Mannheim. Versöhnung - darum geht es im Arbeitsalltag von Kerstin Miess eigentlich eher selten. Wenn die Richterin am Mannheimer Arbeitsgericht ihre schwarze Robe anzieht und in einem der Sitzungssäle vorne am Richtertisch Platz nimmt, hat sie meist Menschen vor sich, die erbittert streiten: Personalchefs und Beschäftigte, Betriebsräte und Geschäftsführer. Es geht um Kündigungen, Geld, Fehltritte am Arbeitsplatz.

Vor allem aber geht es ums Recht - und ums Recht haben. „In einem normalen Gerichtsverfahren gibt es am Ende immer einen Verlierer und einen Gewinner, je nachdem, zu wessen Gunsten die Entscheidung ausfällt“, sagt Miess.

Doch die Juristin hat am Arbeitsgericht auch noch eine Aufgabe, bei der das anders aussieht: Sie gehört zu aktuell drei Richtern, die in Mannheim sogenannte Güterichterverfahren begleiten. Dabei versuchen die Konfliktbeteiligten, in einem Mediationsprozess selbst eine Lösung zu erarbeiten. Speziell geschulte Güterichter wie Miess unterstützen dabei. Das Verfahren wird seit 2014 an allen Arbeitsgerichten in Baden-Württemberg und beim Landesarbeitsgericht angeboten. Es ist immer freiwillig, wird also nur gestartet, wenn alle Beteiligten das wollen.

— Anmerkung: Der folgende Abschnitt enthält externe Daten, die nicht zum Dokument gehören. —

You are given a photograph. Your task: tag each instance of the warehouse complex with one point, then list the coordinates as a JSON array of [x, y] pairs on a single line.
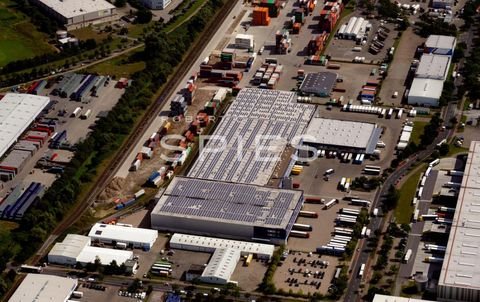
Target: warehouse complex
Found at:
[[156, 4], [41, 287], [17, 112], [226, 254], [237, 155], [210, 244], [114, 234], [460, 275], [433, 67], [76, 249], [432, 71], [425, 92], [78, 13], [319, 84], [337, 135], [230, 210]]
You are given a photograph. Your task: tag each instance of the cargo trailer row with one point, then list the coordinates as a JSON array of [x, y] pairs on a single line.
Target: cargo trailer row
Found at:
[[357, 28], [15, 208], [364, 109]]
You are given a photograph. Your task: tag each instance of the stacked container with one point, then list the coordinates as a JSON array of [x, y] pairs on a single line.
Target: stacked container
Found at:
[[260, 16]]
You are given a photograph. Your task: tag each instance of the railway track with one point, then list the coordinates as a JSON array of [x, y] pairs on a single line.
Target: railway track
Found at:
[[152, 112]]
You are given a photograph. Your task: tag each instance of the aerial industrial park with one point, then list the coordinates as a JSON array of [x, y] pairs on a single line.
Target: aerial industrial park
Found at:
[[256, 150]]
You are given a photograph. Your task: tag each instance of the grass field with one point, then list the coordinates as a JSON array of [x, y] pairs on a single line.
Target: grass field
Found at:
[[417, 131], [118, 67], [18, 37], [404, 209]]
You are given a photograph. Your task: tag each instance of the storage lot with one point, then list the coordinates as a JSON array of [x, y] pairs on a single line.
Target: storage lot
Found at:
[[292, 269], [341, 50], [76, 129], [322, 227]]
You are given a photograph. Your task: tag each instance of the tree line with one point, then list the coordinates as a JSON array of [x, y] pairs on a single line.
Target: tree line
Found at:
[[162, 53]]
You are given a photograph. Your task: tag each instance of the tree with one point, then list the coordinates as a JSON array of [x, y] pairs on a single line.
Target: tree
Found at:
[[444, 149], [144, 16]]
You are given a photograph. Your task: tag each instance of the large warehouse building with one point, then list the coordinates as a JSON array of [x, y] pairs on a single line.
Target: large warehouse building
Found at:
[[425, 92], [230, 210], [17, 112], [347, 136], [133, 237], [210, 244], [156, 4], [226, 254], [433, 67], [79, 13], [76, 249], [254, 115], [460, 275], [41, 287]]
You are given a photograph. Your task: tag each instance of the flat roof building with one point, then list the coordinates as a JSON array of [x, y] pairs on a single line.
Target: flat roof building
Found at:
[[345, 135], [425, 92], [319, 84], [433, 67], [226, 254], [76, 249], [210, 244], [79, 13], [440, 45], [221, 266], [231, 210], [17, 112], [42, 287], [113, 234], [239, 153], [460, 275], [156, 4]]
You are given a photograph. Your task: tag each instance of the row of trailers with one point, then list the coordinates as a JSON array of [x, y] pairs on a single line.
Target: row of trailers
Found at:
[[161, 268], [342, 233]]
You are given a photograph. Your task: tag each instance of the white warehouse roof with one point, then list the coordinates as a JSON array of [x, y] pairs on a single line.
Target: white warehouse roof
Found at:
[[461, 267], [340, 133], [210, 244], [106, 256], [221, 266], [74, 8], [41, 287], [110, 232], [438, 41], [384, 298], [71, 247], [17, 112], [76, 248], [433, 67]]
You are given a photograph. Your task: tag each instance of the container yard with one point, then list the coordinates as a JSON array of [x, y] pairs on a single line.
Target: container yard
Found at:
[[44, 146], [280, 48]]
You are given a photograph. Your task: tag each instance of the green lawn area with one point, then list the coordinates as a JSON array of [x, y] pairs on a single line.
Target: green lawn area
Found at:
[[88, 33], [19, 39], [417, 131], [185, 16], [404, 210], [119, 67]]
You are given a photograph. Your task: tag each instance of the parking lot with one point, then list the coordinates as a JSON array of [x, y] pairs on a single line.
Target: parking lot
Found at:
[[305, 273], [342, 50]]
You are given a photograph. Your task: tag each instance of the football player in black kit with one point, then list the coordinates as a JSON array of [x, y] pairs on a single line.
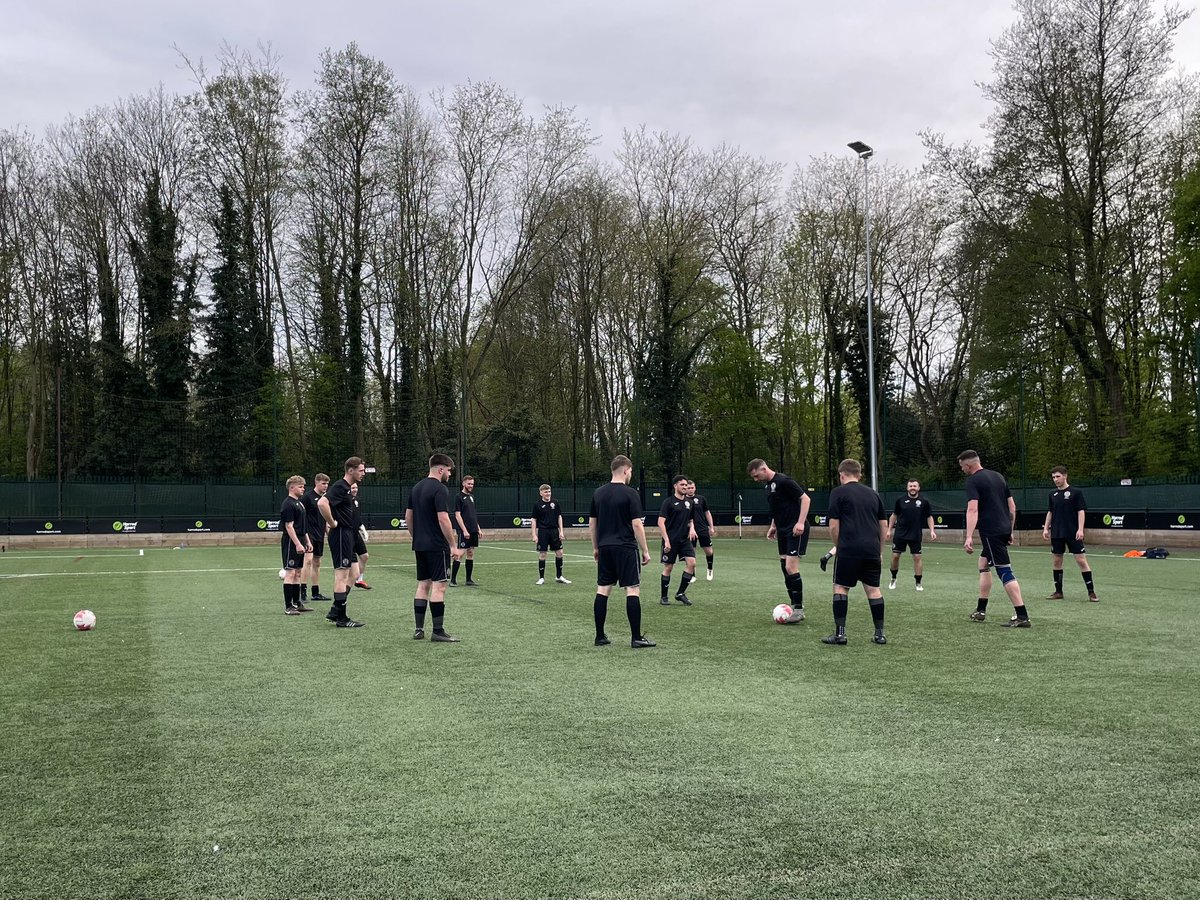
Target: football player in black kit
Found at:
[[911, 514], [337, 509], [360, 544], [294, 544], [618, 537], [546, 529], [990, 505], [433, 541], [317, 535], [678, 531], [705, 528], [857, 525], [789, 507], [1065, 531], [466, 527]]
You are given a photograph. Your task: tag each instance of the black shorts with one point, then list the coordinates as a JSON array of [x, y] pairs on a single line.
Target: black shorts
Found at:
[[679, 550], [341, 546], [847, 573], [791, 545], [619, 565], [1060, 545], [431, 564], [293, 558], [318, 544], [994, 547]]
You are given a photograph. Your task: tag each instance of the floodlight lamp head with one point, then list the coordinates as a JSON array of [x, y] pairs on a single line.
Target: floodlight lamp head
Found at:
[[863, 150]]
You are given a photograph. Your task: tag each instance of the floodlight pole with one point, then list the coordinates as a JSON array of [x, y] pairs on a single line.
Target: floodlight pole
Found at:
[[864, 154]]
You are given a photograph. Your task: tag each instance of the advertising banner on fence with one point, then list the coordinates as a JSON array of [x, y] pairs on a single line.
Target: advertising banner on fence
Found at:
[[1119, 520], [47, 526]]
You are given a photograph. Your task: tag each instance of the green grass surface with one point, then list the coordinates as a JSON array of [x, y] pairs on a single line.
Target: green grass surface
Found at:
[[201, 744]]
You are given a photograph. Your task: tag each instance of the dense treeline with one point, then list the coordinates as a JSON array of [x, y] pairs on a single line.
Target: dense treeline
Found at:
[[251, 280]]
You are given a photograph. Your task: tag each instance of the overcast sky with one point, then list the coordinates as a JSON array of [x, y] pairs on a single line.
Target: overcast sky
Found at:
[[787, 79]]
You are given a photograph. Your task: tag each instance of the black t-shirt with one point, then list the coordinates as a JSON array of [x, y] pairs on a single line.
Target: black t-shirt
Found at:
[[784, 501], [699, 511], [546, 513], [858, 510], [426, 499], [313, 520], [466, 505], [1065, 507], [911, 516], [991, 491], [293, 511], [615, 508], [341, 504], [678, 514]]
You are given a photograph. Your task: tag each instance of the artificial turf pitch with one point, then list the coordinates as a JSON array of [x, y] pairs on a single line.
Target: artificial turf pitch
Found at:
[[201, 744]]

Bewährte Pendeldiplomatie im Güterichterverfahren

Wenn Kerstin Miess die streitenden Parteien zum Güterichterverfahren begrüßt, trägt sie keine Richter-Robe, sondern normale Kleidung: „Gerne etwas Fröhliches“, sagt sie. Auch der Raum, der speziell für diese Treffen eingerichtet ist, sieht anders aus: In der Mitte steht ein großer, ovaler Tisch, es gibt Getränke - und manchmal sogar einen selbstgebackenen Kuchen. „Die Atmosphäre soll bewusst anders sein als bei einer Gerichtsverhandlung.“

Richterin Kerstin Miess im Raum für die Güterichterverfahren. © istock/tat

Eine der Wände in dem Raum ist gerade in einem freundlichen Grün gestrichen worden, es riecht noch leicht nach Farbe. Beim Blick aus der breiten Fensterfront sieht man viel Himmel, an die Wände sollen bald noch ein paar Bilder kommen.

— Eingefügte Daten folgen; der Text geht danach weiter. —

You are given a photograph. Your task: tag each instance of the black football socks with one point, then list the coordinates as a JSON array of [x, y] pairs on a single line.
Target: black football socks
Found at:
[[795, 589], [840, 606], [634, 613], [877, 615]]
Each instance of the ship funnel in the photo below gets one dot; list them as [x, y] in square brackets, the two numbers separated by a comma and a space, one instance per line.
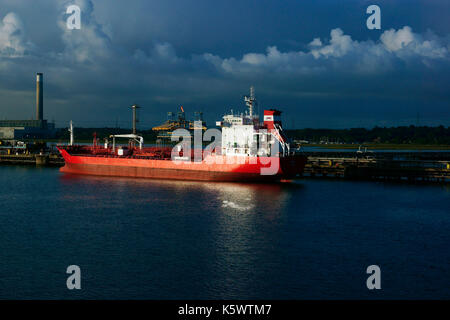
[39, 96]
[272, 118]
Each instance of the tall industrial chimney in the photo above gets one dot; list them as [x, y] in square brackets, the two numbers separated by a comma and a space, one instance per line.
[39, 99]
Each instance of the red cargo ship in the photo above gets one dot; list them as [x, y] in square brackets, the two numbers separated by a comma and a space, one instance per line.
[249, 151]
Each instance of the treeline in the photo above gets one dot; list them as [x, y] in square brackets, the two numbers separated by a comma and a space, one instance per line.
[395, 135]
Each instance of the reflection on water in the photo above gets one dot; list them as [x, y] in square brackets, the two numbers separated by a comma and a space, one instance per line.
[156, 239]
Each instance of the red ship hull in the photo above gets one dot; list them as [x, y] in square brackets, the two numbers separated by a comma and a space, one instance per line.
[212, 168]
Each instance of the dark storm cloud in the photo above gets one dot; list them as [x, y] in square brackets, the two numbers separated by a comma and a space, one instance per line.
[162, 55]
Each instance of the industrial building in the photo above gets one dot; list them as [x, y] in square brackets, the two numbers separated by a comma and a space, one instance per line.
[29, 129]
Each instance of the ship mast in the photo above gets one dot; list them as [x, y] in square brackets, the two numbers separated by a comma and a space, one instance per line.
[135, 119]
[250, 101]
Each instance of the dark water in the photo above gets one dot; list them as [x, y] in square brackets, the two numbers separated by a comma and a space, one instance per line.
[147, 239]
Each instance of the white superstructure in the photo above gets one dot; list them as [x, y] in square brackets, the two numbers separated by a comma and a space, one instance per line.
[244, 135]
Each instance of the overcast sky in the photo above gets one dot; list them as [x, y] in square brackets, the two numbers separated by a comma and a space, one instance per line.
[314, 60]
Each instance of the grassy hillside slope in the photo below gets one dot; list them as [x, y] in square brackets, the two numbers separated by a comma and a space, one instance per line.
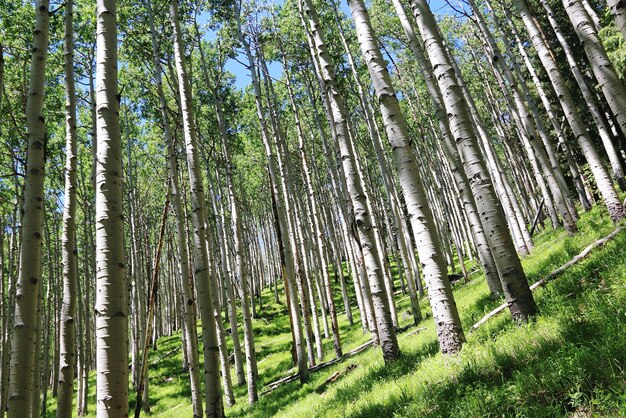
[570, 361]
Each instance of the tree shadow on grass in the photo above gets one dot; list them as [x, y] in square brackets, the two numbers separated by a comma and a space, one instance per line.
[575, 365]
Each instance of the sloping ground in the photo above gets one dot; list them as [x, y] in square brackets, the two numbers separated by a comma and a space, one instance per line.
[570, 361]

Ein zweiter, kleinerer Besprechungsraum befindet sich schräg gegenüber auf demselben Flur. Gerade wenn die Fronten am Anfang sehr verhärtet sind, sich die Beteiligten vielleicht sogar beschimpfen, platziert Miess die Parteien zunächst in getrennten Zimmern. Die Richterin setzt dann auf „Pendeldiplomatie“, wechselt von einem Raum zum anderen und hört sich die jeweiligen Positionen an. „Wichtig ist, dass jedes Gespräch absolut vertraulich ist. Ich gebe nichts an die andere Seite weiter, was ich nicht explizit weitergeben darf“, sagt Miess.

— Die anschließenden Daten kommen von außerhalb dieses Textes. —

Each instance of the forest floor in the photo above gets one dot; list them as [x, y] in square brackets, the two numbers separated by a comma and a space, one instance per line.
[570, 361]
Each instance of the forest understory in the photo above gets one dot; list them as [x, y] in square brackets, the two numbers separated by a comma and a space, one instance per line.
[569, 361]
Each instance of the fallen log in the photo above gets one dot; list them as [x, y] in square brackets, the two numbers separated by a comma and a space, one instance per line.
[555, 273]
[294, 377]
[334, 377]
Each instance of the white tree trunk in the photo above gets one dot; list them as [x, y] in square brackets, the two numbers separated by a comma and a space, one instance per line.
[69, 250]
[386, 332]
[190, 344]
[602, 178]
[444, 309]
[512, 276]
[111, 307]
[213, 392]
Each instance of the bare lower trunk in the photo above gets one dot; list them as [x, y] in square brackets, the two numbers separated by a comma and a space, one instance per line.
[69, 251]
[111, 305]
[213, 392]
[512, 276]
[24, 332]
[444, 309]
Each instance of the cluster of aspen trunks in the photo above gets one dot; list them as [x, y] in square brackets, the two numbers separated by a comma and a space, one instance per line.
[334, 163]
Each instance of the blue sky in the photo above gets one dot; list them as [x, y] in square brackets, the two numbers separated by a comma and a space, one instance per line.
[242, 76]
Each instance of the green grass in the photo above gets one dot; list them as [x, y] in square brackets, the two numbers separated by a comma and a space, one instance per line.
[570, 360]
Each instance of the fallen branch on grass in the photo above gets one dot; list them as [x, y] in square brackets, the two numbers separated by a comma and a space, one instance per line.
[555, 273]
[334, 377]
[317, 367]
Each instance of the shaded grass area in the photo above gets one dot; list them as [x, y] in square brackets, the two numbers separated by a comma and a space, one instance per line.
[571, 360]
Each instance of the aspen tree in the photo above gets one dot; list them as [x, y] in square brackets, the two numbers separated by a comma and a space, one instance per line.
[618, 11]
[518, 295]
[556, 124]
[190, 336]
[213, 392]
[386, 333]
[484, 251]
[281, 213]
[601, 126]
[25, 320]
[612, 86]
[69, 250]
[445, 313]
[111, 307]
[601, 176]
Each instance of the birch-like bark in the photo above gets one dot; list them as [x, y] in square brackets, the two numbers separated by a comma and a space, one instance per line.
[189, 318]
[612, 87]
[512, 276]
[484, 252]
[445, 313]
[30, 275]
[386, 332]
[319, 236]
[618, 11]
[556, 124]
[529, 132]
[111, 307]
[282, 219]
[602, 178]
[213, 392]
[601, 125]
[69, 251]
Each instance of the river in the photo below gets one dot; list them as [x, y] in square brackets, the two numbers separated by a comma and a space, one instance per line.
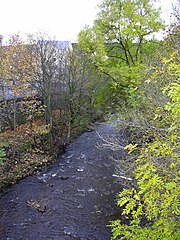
[72, 199]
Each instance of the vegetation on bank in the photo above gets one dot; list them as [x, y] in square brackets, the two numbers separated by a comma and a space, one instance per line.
[142, 88]
[118, 67]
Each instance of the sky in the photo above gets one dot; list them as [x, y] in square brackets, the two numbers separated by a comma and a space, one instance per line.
[62, 19]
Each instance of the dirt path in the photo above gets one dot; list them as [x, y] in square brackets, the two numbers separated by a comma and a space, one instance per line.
[71, 199]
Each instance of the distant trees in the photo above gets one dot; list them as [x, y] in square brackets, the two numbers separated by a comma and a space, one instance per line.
[116, 43]
[16, 75]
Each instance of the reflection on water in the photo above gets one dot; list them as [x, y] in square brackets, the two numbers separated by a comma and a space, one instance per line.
[77, 195]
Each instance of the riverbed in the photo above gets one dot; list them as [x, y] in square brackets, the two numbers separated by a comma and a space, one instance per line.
[74, 198]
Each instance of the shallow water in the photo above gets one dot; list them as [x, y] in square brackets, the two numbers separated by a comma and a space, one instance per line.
[71, 199]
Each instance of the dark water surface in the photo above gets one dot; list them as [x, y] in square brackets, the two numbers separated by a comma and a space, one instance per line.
[71, 199]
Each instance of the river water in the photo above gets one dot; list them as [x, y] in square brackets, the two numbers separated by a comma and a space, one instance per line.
[74, 198]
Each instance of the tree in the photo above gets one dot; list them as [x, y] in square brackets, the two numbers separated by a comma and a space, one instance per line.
[116, 43]
[16, 78]
[152, 205]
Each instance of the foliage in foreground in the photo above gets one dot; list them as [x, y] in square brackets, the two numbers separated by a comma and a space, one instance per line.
[153, 205]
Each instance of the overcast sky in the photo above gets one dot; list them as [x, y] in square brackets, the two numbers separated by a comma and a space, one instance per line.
[63, 19]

Auch Spaziergänge hat die Richterin schon mit Konfliktparteien unternommen, vor allem, aber nicht nur in der Corona-Zeit: Bewegung kann hilfreich sein, um verfahrene Situationen zu lösen. Ein ganz wesentlicher Punkt sei, herauszufinden, welche wahren Interessen auf beiden Seiten hinter dem Konflikt stecken. Denn das können ganz andere Punkte sein als die, um die es vordergründig in der juristischen Auseinandersetzung geht. Langjährige persönliche Konflikte am Arbeitsplatz zum Beispiel. Gerade dann, wenn viele Emotionen im Spiel seien, mache ein Güterichterverfahren Sinn, sagt Miess. Dort könne man solche Befindlichkeiten offen ansprechen und intensiv darauf eingehen - anders als im Gerichtssaal, wo es vor allem um Rechtsfragen geht.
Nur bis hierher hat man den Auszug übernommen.